Accounting for the effect of diffuse reflections and fittings within street canyons, on the sound propagation predicted by ray tracing codes

Diffusion on building facades and fittings within a street can significantly affect sound propagation in urban areas. These phenomena are however not reproduced by the widespread outdoor sound propagation models that are based on ray codes algorithms, because their modeling would induce increased computational costs. In this paper, a set of 32 175 simulations is achieved with a sound particle tracing code to quantify the errors made when neglecting acoustic diffusion within street canyons, according to the street geometry (width, height, distance between the point source and the receiver), the acoustical properties of the street (diffusion and absorption coefficient of the facades, absorption coefficient of the ground), and the acoustical properties of the fittings (mean free path and average absorption coefficient), in the case of a receiver height of 1.5 m. The diffuse reflections can lead to reduction of 2 dB to an increase of 4 dB of sound pressure levels in the absence of fittings, and can lead to an increase of 10 dB of sound pressure levels in the presence of fittings, for the most unfavorable configurations. The influence of the acoustical parameters and the influence of the street geometry on sound attenuation are closely linked to each other.
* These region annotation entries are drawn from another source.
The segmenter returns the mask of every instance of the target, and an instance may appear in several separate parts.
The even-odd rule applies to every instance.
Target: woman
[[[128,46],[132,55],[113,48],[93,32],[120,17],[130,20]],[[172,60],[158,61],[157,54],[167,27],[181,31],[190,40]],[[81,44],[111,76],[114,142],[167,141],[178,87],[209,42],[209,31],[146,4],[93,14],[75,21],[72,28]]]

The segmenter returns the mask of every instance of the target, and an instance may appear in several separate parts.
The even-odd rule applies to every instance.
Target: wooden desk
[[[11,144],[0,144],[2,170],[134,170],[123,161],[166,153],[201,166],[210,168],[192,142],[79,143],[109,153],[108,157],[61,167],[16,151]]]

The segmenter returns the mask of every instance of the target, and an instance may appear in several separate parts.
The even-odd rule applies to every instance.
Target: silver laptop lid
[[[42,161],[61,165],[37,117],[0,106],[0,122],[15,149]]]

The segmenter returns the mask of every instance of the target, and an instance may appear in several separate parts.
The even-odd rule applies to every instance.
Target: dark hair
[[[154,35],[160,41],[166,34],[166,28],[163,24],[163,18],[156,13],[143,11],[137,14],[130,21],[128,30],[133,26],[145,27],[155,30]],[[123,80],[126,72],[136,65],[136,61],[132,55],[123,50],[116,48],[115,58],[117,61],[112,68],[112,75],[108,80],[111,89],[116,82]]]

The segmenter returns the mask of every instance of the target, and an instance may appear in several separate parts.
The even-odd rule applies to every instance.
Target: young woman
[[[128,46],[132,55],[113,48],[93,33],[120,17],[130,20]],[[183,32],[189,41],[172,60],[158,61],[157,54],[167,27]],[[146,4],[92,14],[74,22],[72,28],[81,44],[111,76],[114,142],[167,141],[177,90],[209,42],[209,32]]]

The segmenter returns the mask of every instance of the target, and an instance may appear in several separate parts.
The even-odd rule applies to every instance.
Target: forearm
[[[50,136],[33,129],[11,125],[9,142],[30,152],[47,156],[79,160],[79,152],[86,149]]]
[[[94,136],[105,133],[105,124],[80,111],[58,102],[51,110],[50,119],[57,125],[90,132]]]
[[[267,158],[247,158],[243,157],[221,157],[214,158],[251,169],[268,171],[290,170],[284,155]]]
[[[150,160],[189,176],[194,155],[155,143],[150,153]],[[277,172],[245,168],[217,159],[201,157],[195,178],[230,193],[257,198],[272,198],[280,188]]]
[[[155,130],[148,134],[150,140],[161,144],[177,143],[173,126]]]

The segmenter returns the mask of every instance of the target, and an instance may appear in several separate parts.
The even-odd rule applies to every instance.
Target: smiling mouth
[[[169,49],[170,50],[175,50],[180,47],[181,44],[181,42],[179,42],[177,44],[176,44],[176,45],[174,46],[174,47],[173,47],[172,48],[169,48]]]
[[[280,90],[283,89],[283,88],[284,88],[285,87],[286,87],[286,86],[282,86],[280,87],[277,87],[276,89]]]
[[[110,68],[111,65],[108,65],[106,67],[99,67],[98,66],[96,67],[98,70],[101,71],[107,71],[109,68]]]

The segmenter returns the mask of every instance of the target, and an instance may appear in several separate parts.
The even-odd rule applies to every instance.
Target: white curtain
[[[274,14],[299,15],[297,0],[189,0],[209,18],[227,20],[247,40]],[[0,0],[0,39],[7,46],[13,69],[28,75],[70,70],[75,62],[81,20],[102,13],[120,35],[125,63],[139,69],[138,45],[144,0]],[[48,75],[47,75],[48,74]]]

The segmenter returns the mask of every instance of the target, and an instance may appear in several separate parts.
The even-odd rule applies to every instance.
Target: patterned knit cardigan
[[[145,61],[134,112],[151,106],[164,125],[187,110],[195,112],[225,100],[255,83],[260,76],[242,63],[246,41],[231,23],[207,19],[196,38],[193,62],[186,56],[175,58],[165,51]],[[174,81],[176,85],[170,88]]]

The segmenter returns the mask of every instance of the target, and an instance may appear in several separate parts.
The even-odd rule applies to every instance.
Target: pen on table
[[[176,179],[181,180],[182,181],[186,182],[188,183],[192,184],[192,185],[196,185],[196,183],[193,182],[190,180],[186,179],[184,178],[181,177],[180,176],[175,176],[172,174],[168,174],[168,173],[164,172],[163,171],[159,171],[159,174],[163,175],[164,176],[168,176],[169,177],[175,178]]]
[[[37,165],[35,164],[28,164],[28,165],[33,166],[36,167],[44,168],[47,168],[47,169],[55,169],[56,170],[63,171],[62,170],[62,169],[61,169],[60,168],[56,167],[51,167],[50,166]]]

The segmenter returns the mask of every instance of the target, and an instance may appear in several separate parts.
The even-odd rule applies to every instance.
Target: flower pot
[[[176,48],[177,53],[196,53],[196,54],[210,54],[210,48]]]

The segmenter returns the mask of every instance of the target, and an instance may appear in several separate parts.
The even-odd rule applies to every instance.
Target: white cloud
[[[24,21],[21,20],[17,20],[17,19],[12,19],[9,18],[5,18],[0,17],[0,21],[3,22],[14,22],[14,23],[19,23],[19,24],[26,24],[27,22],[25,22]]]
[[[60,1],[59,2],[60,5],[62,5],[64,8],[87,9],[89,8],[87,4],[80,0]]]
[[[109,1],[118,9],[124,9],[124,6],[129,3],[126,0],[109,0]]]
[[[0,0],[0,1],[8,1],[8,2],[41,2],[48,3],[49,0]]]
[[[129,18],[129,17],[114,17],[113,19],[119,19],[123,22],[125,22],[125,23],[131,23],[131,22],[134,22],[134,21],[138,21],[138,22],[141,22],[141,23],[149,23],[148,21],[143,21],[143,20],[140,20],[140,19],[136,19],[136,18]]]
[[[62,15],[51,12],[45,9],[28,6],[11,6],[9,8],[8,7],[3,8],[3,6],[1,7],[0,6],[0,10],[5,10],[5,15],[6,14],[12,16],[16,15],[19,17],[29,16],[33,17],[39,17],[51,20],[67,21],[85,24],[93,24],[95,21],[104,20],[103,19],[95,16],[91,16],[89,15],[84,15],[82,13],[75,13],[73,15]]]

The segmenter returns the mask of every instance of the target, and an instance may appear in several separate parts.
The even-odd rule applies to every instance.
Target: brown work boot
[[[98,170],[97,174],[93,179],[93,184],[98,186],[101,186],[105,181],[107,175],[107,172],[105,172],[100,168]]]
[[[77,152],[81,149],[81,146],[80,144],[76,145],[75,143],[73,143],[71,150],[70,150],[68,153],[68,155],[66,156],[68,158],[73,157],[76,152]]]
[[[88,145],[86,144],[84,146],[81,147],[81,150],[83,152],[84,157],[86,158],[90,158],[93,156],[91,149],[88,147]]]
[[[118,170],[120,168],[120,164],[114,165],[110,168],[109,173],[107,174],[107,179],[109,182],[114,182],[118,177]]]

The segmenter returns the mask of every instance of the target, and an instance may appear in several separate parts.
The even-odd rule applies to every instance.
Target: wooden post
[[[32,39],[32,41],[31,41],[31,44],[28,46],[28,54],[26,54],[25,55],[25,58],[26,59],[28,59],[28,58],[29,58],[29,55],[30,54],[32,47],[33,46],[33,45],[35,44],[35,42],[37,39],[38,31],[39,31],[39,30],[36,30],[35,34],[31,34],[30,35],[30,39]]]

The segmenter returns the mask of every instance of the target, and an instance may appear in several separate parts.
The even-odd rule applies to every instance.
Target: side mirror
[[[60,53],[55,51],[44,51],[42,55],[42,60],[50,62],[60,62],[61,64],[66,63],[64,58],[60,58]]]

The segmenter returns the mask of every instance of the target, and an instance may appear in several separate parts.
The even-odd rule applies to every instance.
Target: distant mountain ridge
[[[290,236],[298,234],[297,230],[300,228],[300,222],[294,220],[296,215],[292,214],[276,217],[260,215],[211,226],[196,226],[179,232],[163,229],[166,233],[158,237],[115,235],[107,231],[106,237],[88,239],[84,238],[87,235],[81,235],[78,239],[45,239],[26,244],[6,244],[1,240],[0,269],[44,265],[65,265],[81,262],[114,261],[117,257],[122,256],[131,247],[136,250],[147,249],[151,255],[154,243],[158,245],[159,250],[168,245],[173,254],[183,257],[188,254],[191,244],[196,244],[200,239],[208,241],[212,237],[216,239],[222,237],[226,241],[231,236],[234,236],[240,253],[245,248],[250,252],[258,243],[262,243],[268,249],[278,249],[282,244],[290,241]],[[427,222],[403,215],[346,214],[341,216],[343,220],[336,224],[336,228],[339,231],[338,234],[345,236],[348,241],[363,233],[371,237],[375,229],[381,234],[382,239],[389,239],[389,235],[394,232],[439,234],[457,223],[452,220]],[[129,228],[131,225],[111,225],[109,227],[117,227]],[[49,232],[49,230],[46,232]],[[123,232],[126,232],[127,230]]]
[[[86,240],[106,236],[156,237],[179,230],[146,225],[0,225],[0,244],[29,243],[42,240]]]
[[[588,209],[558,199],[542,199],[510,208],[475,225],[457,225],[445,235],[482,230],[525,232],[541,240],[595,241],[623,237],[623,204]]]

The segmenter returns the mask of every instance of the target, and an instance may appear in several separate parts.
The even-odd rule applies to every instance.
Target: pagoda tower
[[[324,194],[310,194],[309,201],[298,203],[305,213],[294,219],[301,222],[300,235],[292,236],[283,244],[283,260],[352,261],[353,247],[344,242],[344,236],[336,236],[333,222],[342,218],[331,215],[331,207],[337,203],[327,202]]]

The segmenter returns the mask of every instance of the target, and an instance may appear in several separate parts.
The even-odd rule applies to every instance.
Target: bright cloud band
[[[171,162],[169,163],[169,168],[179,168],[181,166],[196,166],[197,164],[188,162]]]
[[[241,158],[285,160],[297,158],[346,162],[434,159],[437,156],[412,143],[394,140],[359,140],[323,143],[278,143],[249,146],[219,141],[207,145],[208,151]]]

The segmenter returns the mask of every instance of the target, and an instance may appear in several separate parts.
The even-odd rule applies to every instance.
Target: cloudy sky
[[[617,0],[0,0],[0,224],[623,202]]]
Moreover, acoustic diffusion results in an overall sound level increase if one considers a linear point source distribution. Finally, regressions are proposed that estimate the impact of diffusive reflections and street fittings on sound propagation as a function of the input parameters. These regressions can now be advantageously used to refine sound levels estimations within street canyons, when using classical outdoor sound propagation models, in the range of the parameters tested.